Sto facendo avanti e indietro sul pianerottolo di casa sua.
Sono sincera, ho paura ad entrare, scontarmi con lui, soffrire ancor di più.
Vorrei tanto sapere cosa ha in serbo per me oggi.
Mi brontolerà per come mi vesto? Per il mio aspetto fisico? Per come ho bevuto il caffè oggi?
È esilarante.

Faccio un respiro profondo chiudendo gli occhi e dopo aver pregato tutti i santi, in un momento di stordimento, pigio il campanello di casa Tomlinson.
Stringo i denti appena sento dei passi avvicinarsi alla porta, ma non è Louis ad aprirmi.
Harry tentenna sulla soglia sorpreso di vedermi.

"Ciao, come mai la tua visita?" chiede baldanzoso, per poi bere un sorso di birra dalla bottiglia che tiene nella mano destra.
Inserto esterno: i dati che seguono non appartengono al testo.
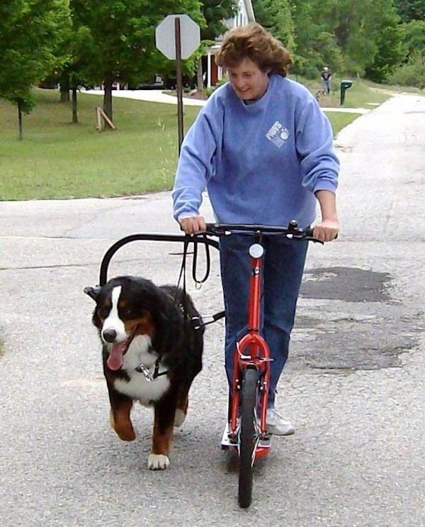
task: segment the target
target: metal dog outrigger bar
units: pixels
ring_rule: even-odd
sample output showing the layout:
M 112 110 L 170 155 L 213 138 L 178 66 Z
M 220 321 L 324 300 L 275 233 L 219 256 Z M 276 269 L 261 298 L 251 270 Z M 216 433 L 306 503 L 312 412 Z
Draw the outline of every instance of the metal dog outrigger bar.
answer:
M 188 234 L 153 234 L 148 233 L 140 233 L 139 234 L 132 234 L 129 236 L 118 240 L 113 245 L 112 245 L 109 249 L 105 253 L 102 262 L 101 263 L 101 270 L 99 274 L 99 286 L 101 287 L 105 285 L 108 282 L 108 269 L 109 263 L 112 259 L 112 257 L 115 253 L 124 245 L 128 243 L 131 243 L 134 241 L 142 240 L 142 241 L 160 241 L 160 242 L 177 242 L 183 244 L 183 262 L 182 262 L 182 270 L 184 272 L 184 266 L 186 265 L 186 257 L 187 254 L 187 248 L 191 245 L 193 245 L 193 265 L 192 267 L 192 274 L 193 279 L 196 283 L 200 284 L 206 280 L 209 274 L 209 265 L 210 265 L 210 255 L 208 253 L 208 248 L 214 247 L 215 249 L 219 248 L 219 243 L 216 240 L 212 240 L 208 238 L 207 235 L 203 235 L 200 237 L 199 235 L 196 236 L 192 236 Z M 205 245 L 207 251 L 207 262 L 208 269 L 205 272 L 205 275 L 202 280 L 198 280 L 196 279 L 196 258 L 198 255 L 198 244 Z M 90 288 L 86 288 L 90 289 Z M 183 291 L 186 293 L 186 287 L 183 283 Z M 191 321 L 192 327 L 194 329 L 199 329 L 203 326 L 210 324 L 212 322 L 215 322 L 220 318 L 222 318 L 225 316 L 224 311 L 220 311 L 215 315 L 205 316 L 203 317 L 203 321 L 201 322 L 199 318 L 196 318 Z

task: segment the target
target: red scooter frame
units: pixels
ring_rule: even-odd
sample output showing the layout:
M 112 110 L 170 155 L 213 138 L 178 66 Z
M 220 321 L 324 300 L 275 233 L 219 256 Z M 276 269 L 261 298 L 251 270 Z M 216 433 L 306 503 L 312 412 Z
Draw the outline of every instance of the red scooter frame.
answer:
M 260 241 L 259 239 L 258 241 Z M 237 440 L 238 416 L 240 403 L 240 390 L 244 370 L 247 367 L 254 367 L 260 376 L 260 396 L 259 406 L 261 416 L 259 421 L 259 439 L 255 450 L 255 457 L 259 457 L 267 453 L 270 447 L 267 436 L 266 414 L 268 400 L 268 386 L 270 383 L 270 350 L 263 337 L 260 335 L 261 305 L 261 278 L 264 250 L 259 243 L 256 245 L 261 255 L 251 254 L 251 277 L 249 279 L 249 301 L 248 310 L 248 332 L 237 343 L 234 351 L 233 381 L 232 397 L 230 400 L 230 430 L 228 434 L 231 442 Z M 251 245 L 252 247 L 253 245 Z

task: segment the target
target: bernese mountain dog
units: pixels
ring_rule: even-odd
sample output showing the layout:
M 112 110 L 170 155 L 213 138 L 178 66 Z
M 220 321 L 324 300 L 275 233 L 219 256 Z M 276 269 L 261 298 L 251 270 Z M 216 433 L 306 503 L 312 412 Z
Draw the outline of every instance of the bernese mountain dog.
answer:
M 191 384 L 202 369 L 200 316 L 182 289 L 137 277 L 113 278 L 84 292 L 96 301 L 92 322 L 102 342 L 110 425 L 122 440 L 132 441 L 133 402 L 153 406 L 147 465 L 166 469 L 173 427 L 183 424 Z

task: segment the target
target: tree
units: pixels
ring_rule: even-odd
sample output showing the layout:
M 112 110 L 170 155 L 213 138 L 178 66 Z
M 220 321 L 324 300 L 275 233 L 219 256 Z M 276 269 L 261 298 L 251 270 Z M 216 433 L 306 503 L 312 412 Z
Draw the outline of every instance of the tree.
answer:
M 236 0 L 201 0 L 202 13 L 205 26 L 200 32 L 203 40 L 214 40 L 224 33 L 227 27 L 223 21 L 232 18 L 237 13 Z
M 58 50 L 69 24 L 68 0 L 2 0 L 0 4 L 0 97 L 22 114 L 34 106 L 30 89 L 63 57 Z
M 395 0 L 394 5 L 403 22 L 425 21 L 425 0 Z
M 257 22 L 289 51 L 295 51 L 295 28 L 289 0 L 253 0 L 252 5 Z
M 112 120 L 114 82 L 140 84 L 154 72 L 169 72 L 170 61 L 156 49 L 154 31 L 169 14 L 186 13 L 205 23 L 198 0 L 71 0 L 72 16 L 84 35 L 79 56 L 84 76 L 94 85 L 103 84 L 103 111 Z

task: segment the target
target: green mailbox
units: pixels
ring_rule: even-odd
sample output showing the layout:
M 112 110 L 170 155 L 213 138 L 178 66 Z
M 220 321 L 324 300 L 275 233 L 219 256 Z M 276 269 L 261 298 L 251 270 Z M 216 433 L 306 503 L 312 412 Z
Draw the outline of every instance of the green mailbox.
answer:
M 344 104 L 345 99 L 345 91 L 353 86 L 353 81 L 348 80 L 347 79 L 341 81 L 341 105 Z

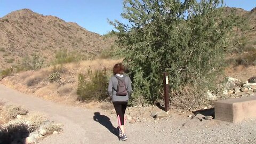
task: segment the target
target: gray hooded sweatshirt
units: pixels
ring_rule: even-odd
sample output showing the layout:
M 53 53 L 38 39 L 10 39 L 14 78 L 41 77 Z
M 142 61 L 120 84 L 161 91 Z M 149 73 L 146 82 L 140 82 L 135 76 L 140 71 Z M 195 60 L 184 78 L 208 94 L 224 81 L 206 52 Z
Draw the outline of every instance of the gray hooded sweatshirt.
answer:
M 123 75 L 116 75 L 116 76 L 118 76 L 120 78 L 124 78 L 124 82 L 127 87 L 127 94 L 126 96 L 118 96 L 116 95 L 116 91 L 115 90 L 117 89 L 117 84 L 118 81 L 117 78 L 114 76 L 112 76 L 109 79 L 108 84 L 108 94 L 112 97 L 113 101 L 128 101 L 129 97 L 132 93 L 132 82 L 131 78 L 129 76 L 124 76 Z M 123 77 L 124 77 L 124 78 Z

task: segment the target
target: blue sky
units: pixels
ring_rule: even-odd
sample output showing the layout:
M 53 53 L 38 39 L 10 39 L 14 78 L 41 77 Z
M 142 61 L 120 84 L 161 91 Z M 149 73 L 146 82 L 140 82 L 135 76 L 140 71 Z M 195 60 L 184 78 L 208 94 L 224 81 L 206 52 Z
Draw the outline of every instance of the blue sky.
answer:
M 226 6 L 250 11 L 256 7 L 255 0 L 226 0 Z M 101 35 L 113 29 L 107 19 L 122 19 L 122 0 L 0 0 L 0 17 L 22 9 L 58 17 L 77 23 L 89 31 Z

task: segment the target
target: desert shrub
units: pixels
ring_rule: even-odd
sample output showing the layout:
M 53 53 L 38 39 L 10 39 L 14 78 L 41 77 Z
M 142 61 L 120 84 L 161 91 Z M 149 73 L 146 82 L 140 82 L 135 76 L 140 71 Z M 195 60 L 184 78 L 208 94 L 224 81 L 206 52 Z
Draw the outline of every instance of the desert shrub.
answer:
M 38 113 L 29 114 L 26 119 L 29 124 L 29 130 L 33 131 L 48 120 L 45 115 Z
M 44 59 L 39 56 L 33 54 L 32 56 L 25 57 L 21 60 L 20 65 L 17 66 L 17 71 L 29 70 L 37 70 L 44 66 Z
M 62 64 L 54 65 L 52 68 L 52 73 L 62 73 L 65 72 L 66 69 L 65 68 Z
M 119 31 L 117 43 L 129 69 L 133 100 L 154 103 L 162 99 L 164 71 L 172 91 L 187 85 L 198 85 L 198 91 L 211 88 L 223 69 L 235 23 L 232 14 L 223 16 L 220 1 L 124 1 L 122 15 L 130 23 L 110 22 Z
M 198 90 L 197 86 L 182 86 L 171 93 L 171 106 L 184 109 L 197 108 L 209 104 L 206 99 L 205 89 Z M 202 87 L 201 86 L 200 87 Z
M 55 58 L 53 63 L 56 65 L 77 62 L 82 59 L 82 56 L 77 52 L 68 52 L 65 49 L 56 52 Z
M 13 61 L 15 60 L 14 59 L 9 59 L 7 60 L 7 63 L 12 63 L 13 62 Z
M 49 133 L 53 132 L 54 131 L 59 132 L 62 130 L 62 124 L 55 124 L 54 123 L 51 123 L 47 126 L 45 127 L 46 131 Z
M 29 129 L 29 125 L 25 121 L 12 120 L 0 126 L 0 143 L 11 143 L 14 140 L 19 140 L 19 139 L 23 138 L 22 137 L 28 137 L 28 133 L 32 132 Z
M 28 110 L 21 106 L 6 105 L 2 108 L 1 114 L 3 120 L 8 122 L 15 118 L 18 115 L 26 115 L 28 112 Z
M 236 65 L 256 65 L 256 51 L 241 54 L 235 59 L 235 62 Z
M 1 47 L 0 48 L 0 52 L 5 52 L 5 50 L 4 49 L 4 47 Z
M 87 76 L 87 77 L 86 77 Z M 89 69 L 86 75 L 78 75 L 77 91 L 78 99 L 81 101 L 102 101 L 108 98 L 108 74 L 106 69 L 92 73 Z
M 6 68 L 1 71 L 0 73 L 0 76 L 3 78 L 11 75 L 11 74 L 12 74 L 12 69 L 11 68 Z
M 42 77 L 33 77 L 27 81 L 27 85 L 28 86 L 34 86 L 42 82 L 43 79 Z
M 54 72 L 51 73 L 48 76 L 48 79 L 50 81 L 50 82 L 53 83 L 53 82 L 57 82 L 60 80 L 60 76 L 61 76 L 61 73 L 59 72 Z

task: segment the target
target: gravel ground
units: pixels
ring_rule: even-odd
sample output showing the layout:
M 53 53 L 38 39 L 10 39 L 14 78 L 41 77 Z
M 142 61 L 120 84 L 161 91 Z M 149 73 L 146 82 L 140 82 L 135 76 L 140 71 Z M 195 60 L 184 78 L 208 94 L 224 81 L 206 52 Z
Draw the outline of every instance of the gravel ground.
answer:
M 64 124 L 62 133 L 45 138 L 39 143 L 120 143 L 114 134 L 115 115 L 108 111 L 57 104 L 1 85 L 0 99 L 42 112 Z M 123 143 L 256 143 L 256 119 L 231 123 L 214 119 L 201 122 L 174 113 L 169 115 L 166 120 L 127 123 L 128 140 Z

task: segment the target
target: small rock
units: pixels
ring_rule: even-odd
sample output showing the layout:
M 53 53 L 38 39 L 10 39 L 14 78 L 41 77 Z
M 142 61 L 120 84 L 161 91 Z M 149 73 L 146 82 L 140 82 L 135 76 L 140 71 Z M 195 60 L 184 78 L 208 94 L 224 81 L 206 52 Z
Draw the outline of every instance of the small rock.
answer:
M 116 113 L 116 110 L 115 110 L 115 109 L 113 109 L 111 110 L 111 114 L 115 114 Z
M 213 93 L 211 93 L 211 91 L 208 90 L 206 92 L 207 99 L 209 100 L 217 100 L 217 97 Z
M 256 76 L 252 77 L 249 79 L 249 83 L 256 83 Z
M 135 122 L 136 122 L 136 120 L 135 120 L 134 119 L 132 119 L 129 122 L 129 123 L 130 123 L 132 124 L 134 124 Z
M 228 87 L 235 86 L 239 82 L 239 80 L 231 77 L 227 77 L 226 79 L 227 81 L 227 86 Z
M 184 129 L 187 129 L 187 125 L 186 124 L 186 123 L 182 124 L 182 127 L 183 127 Z
M 251 86 L 252 85 L 256 85 L 256 83 L 244 84 L 243 85 L 243 87 L 245 87 L 247 88 L 251 88 Z
M 256 89 L 256 85 L 253 85 L 251 86 L 251 89 L 252 89 L 252 90 L 255 90 Z
M 49 127 L 50 125 L 52 124 L 53 122 L 50 121 L 46 121 L 44 124 L 41 125 L 39 127 L 39 133 L 40 135 L 45 135 L 46 134 L 49 133 L 49 132 L 47 130 L 47 127 Z
M 205 116 L 201 114 L 198 114 L 195 117 L 196 117 L 197 118 L 198 118 L 199 120 L 202 121 L 202 119 L 203 119 L 203 118 L 205 117 Z
M 204 118 L 206 120 L 212 120 L 213 118 L 211 116 L 206 116 Z
M 245 92 L 247 94 L 252 94 L 253 92 L 253 90 L 249 90 L 248 91 Z
M 211 108 L 212 108 L 213 107 L 213 106 L 212 105 L 209 105 L 208 107 L 207 107 L 208 109 L 211 109 Z
M 165 112 L 164 110 L 162 110 L 156 115 L 156 118 L 163 118 L 166 117 L 168 117 L 168 115 L 167 115 L 166 112 Z
M 127 119 L 128 119 L 128 120 L 130 120 L 130 119 L 132 119 L 132 117 L 130 116 L 130 115 L 127 115 L 126 118 L 127 118 Z
M 153 111 L 151 113 L 150 116 L 152 117 L 155 117 L 156 115 L 158 113 L 158 111 Z
M 232 91 L 232 90 L 228 90 L 228 94 L 231 94 L 233 93 L 234 93 L 234 91 Z
M 249 90 L 249 89 L 248 89 L 248 88 L 247 88 L 247 87 L 242 87 L 242 89 L 241 89 L 241 91 L 242 92 L 247 92 Z
M 239 89 L 237 89 L 235 91 L 235 94 L 238 94 L 241 92 L 240 91 L 240 90 Z
M 22 118 L 22 116 L 21 116 L 21 115 L 18 115 L 16 116 L 16 118 L 17 118 L 17 119 L 21 119 L 21 118 Z
M 192 115 L 188 115 L 188 117 L 189 118 L 191 118 L 192 117 Z
M 36 138 L 34 137 L 27 137 L 25 140 L 25 143 L 33 143 L 36 142 Z
M 43 135 L 46 134 L 47 133 L 47 131 L 46 129 L 41 128 L 41 129 L 40 129 L 40 130 L 39 130 L 39 133 L 41 135 L 43 136 Z
M 28 134 L 28 137 L 34 137 L 36 139 L 39 139 L 40 138 L 40 136 L 39 135 L 39 132 L 38 131 L 35 131 L 35 132 L 30 133 Z
M 228 90 L 223 91 L 222 94 L 224 95 L 228 95 Z

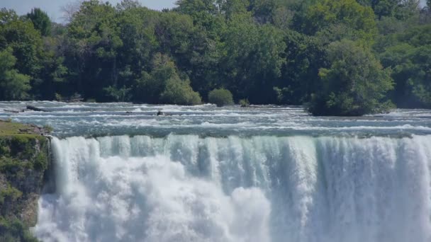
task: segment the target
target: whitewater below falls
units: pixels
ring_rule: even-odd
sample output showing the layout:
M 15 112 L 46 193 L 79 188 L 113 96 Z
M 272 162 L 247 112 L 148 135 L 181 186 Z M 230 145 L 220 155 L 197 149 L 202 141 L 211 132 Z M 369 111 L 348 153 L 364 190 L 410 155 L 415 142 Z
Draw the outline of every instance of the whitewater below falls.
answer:
M 430 110 L 26 104 L 0 118 L 55 129 L 43 241 L 431 241 Z

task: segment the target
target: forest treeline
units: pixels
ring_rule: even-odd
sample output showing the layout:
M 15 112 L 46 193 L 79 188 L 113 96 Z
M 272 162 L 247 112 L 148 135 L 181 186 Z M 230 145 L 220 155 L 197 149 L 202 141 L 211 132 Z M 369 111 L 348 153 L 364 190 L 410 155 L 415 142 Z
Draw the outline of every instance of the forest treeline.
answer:
M 63 23 L 0 11 L 0 100 L 306 104 L 315 115 L 431 108 L 431 0 L 124 0 Z M 213 92 L 216 93 L 217 92 Z

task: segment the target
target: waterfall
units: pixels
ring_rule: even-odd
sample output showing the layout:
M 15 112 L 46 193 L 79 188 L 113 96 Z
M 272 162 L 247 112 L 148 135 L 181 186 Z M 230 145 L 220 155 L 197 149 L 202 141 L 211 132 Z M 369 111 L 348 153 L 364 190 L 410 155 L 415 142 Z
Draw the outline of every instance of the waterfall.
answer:
M 426 242 L 431 136 L 54 138 L 43 241 Z

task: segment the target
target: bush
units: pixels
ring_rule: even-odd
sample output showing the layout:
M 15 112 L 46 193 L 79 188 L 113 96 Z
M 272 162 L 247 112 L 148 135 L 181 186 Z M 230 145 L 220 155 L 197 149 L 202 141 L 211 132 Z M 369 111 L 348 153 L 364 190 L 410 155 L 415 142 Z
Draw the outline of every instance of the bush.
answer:
M 248 101 L 248 99 L 241 99 L 238 103 L 240 105 L 242 108 L 248 107 L 250 105 L 250 103 Z
M 233 105 L 232 93 L 224 88 L 214 89 L 210 91 L 208 95 L 208 100 L 211 103 L 217 105 L 218 107 Z
M 160 99 L 169 104 L 198 105 L 201 103 L 199 93 L 193 91 L 188 81 L 175 78 L 171 78 L 167 81 Z

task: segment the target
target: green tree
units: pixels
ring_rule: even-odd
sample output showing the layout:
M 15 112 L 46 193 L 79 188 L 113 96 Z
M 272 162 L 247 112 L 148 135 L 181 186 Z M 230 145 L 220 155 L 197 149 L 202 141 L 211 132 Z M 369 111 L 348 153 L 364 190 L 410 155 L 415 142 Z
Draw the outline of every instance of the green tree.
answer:
M 22 100 L 28 97 L 30 76 L 13 69 L 16 58 L 12 49 L 0 52 L 0 100 Z
M 390 70 L 384 69 L 373 54 L 357 43 L 343 40 L 328 47 L 329 69 L 321 69 L 321 90 L 309 111 L 317 115 L 358 116 L 385 111 L 382 103 L 393 88 Z
M 27 18 L 31 21 L 35 28 L 40 31 L 43 36 L 50 35 L 51 20 L 45 12 L 40 8 L 35 8 L 31 10 L 31 12 L 27 13 Z
M 218 88 L 211 91 L 208 94 L 208 100 L 211 103 L 217 105 L 218 107 L 223 107 L 228 105 L 233 105 L 233 98 L 232 93 L 229 90 Z
M 142 71 L 136 80 L 133 98 L 150 103 L 195 105 L 201 103 L 186 76 L 181 76 L 174 62 L 160 53 L 156 54 L 151 73 Z
M 283 33 L 269 25 L 259 25 L 249 15 L 237 15 L 222 38 L 220 67 L 223 86 L 237 99 L 269 103 L 272 87 L 281 74 L 286 45 Z
M 393 70 L 393 101 L 401 108 L 431 107 L 431 25 L 391 34 L 381 41 L 387 45 L 380 45 L 381 63 Z
M 342 30 L 337 31 L 340 26 Z M 365 44 L 372 42 L 377 34 L 373 10 L 354 0 L 318 0 L 307 9 L 301 21 L 303 33 L 314 35 L 328 29 L 336 35 L 347 32 L 343 38 L 363 40 Z

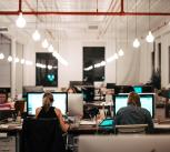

Sento una nota di speranza nella sua voce, ma non capisco il perché.

Sto per rispondere quando odo la sua voce inconfondibile da dietro le spalle di Hazz. "E' con me", gongola con disprezzo il ragazzo dagli occhi glaciali. Noto Harry serrare la mascella a tale parole.

"E' tutta tua tranquillo", ironizza con un accento di crudeltà, dopodiché farmi spazio per raggiungerlo. Non mi guarda nemmeno quando gli sorrido.

Ma che hanno tutti in questo periodo?

"Sveglia, non ho tutto il giorno", Louis sprizza acidità da tutti i pori come al solito. Senza aspettarmi, si indirizza verso camera sua.

"Beh, allora ciao", sussurro timidamente verso Harry, mentre rimango imbambolata nel mio posto.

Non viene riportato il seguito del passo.